The biggest technical problem is the complexity of actually making the change: Nova's code base is not tiny by any means at this point. Making this change requires changing hundreds of files and tens of thousands of lines of code. And before the changes are actually truly safe to use, the lifetimes need to be plumbed through the entire code base. This is going to take a ton of work.

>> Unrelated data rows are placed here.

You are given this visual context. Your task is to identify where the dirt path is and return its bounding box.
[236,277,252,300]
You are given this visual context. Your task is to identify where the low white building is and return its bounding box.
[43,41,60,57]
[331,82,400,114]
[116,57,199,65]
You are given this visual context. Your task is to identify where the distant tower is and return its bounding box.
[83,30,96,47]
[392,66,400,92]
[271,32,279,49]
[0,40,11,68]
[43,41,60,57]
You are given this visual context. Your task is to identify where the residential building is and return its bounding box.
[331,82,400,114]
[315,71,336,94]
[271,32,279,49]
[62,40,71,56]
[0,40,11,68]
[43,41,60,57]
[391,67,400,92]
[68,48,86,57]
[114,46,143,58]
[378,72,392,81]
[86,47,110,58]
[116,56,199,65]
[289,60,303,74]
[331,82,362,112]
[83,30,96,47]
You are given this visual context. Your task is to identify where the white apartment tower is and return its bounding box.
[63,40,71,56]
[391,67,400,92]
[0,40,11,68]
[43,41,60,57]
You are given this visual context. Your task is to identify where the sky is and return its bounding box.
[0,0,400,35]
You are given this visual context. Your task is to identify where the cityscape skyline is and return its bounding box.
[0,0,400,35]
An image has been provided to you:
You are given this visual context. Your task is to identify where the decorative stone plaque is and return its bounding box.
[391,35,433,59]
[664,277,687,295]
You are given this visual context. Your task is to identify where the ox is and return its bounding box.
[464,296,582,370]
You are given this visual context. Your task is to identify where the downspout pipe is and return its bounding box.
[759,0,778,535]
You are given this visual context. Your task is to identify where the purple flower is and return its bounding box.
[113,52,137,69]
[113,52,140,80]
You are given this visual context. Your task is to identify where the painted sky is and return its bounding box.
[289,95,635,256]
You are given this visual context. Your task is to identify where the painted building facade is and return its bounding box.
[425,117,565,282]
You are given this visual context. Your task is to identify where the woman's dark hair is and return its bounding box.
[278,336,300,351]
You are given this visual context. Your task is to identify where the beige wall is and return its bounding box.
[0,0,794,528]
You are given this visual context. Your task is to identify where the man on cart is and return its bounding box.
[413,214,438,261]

Nevertheless, think this is where we are heading I think. Nova's heap is such that we always have at least two levels of indirection from a Value to its backing data, first through the &mut Agent pointer to the heap, and from there we need to index into a Vec<T> to get the backing data. It seems unwise to unconditionally add yet another level of indirection (or two) for all backing data accesses in the form of the Local<T>.

At the end of all that work, we will have an interleaved garbage collector. Without one, Nova can hardly even be used as a JavaScript engine except in very limited (or very asynchronous) use-cases.